M. Henri-Michel Comet. - Le célibat géographique se développe dans le corps préfectoral. C'est un fait, sans doute regrettable, mais c'est aussi le reflet d'un phénomène de société qui dépasse largement le seul cadre préfectoral et qui est donc largement déconnecté de la question du rythme des mutations.
En ce qui concerne la sécurité juridique, le souci est en effet devenu majeur chez les élus. J'ai bien noté l'observation de M. Edmond Hervé sur l'éventualité d'une saisine pour avis de diverses institutions par des exécutifs locaux : cette faculté, c'est vrai, n'existe pas directement, sauf à passer par l'intermédiaire du préfet, ce qui n'est pas interdit. En outre, j'observe aujourd'hui que des demandes d'avis auprès de cabinets privés croissent fortement.
M. Edmond Hervé. - La commission présidée par Pierre Mauroy avait proposé, dans ses 130 propositions, la possibilité pour une collectivité territoriale de saisir un tribunal administratif dans sa fonction consultative.

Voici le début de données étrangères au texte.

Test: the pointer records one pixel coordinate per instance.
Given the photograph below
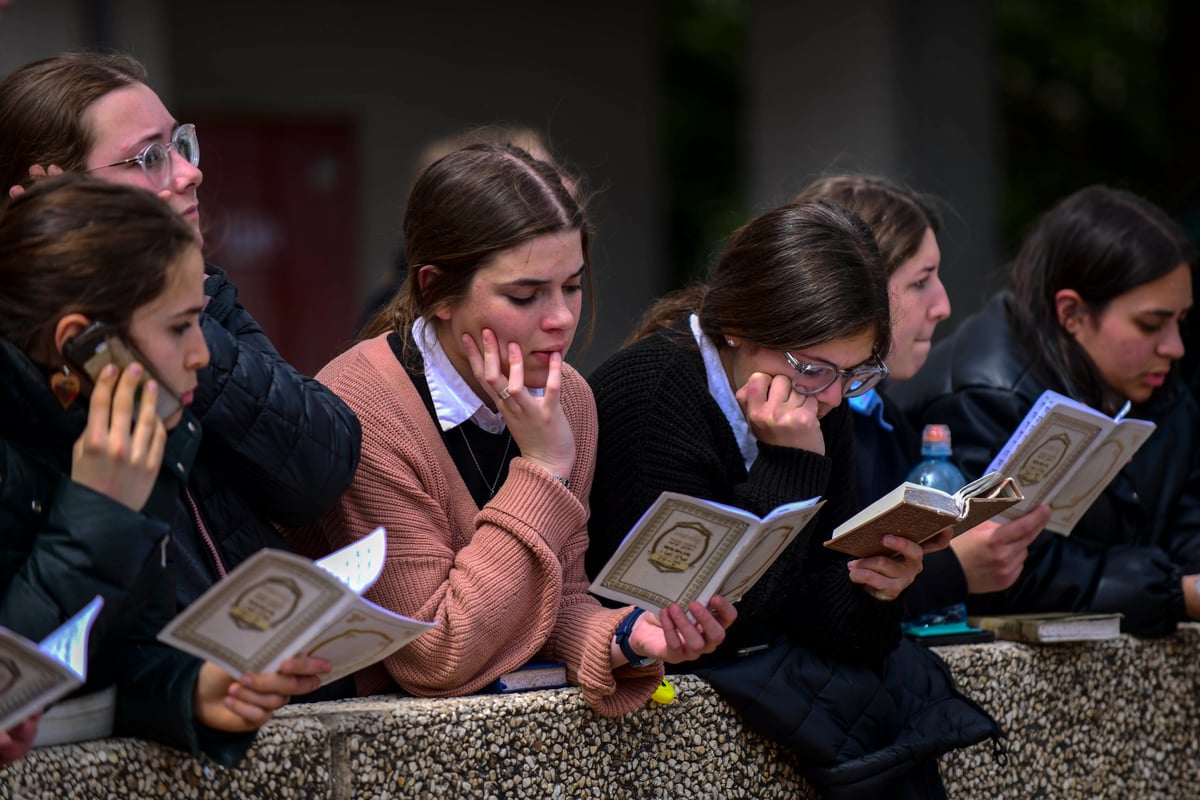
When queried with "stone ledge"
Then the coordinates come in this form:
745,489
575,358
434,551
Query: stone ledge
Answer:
1110,719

M. Henri-Michel Comet. - Oui, mais cette saisine directe pour avis n'est pas aujourd'hui prévue par notre droit. Les conseils demeurent dès lors officieux. Si l'État s'engageait dans cette voie, ce serait une réorganisation complète de toute la filière de la justice administrative à laquelle il faudrait faire face.
En ce qui concerne les rapports entre les préfets et les élus locaux, les relations se développent de deux manières : tout d'abord institutionnellement, avec la possibilité pour un représentant de l'État de s'exprimer devant une assemblée territoriale ; ensuite humainement, avec la nécessité de se montrer assez souvent ensemble (préfet/élus) dans des manifestations publiques, et en évitant de transformer ces rencontres en débats d'opposition.

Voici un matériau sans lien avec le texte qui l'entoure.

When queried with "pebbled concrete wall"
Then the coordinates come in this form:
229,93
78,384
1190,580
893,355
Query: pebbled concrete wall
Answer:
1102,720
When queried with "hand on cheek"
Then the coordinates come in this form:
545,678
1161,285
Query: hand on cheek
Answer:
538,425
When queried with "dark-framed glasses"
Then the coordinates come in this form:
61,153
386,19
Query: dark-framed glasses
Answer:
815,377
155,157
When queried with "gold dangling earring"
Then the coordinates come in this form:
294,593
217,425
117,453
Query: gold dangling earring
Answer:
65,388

En ce qui concerne le civisme, un sondage récent a montré le scepticisme croissant des Français à l'égard des autorités d'élites, dont les maires, ce qui est nouveau et doit nous interpeller. D'autre part, comme l'a révélé une étude commandée l'an dernier par le ministère de l'Intérieur à Marcel Gaucher sur l'évolution à venir de l'administration territoriale de l'État à vingt ans, la parole de celle-ci est jugée crédible. En définitive, un des moyens les plus sûrs pour lutter contre le déficit civique réside dans la faculté de l'autorité de l'État et de l'autorité porteuse du suffrage universel de parler ensemble, en public.

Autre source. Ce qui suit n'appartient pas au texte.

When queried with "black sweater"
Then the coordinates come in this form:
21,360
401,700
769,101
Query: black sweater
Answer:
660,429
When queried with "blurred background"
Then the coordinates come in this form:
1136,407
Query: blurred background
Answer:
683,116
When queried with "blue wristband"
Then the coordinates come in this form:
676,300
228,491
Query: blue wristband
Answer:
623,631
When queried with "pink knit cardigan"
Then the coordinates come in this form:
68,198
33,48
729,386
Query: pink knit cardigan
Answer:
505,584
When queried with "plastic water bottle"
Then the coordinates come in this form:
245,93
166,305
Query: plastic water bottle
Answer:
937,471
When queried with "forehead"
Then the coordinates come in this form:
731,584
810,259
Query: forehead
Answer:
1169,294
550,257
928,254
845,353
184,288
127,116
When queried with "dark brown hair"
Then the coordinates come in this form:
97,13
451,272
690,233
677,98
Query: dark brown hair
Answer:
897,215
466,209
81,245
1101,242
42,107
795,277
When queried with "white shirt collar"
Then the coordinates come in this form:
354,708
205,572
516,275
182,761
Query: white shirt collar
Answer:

Enfin, le ministère de l'Intérieur n'a de cesse de rappeler à tous les services territoriaux de l'État que c'est au niveau régional que les choses se passent et que, dès lors, les services déconcentrés doivent s'imposer face aux administrations centrales. Je reconnais que, si les préfets le font effectivement, les directeurs sont souvent plus hésitants.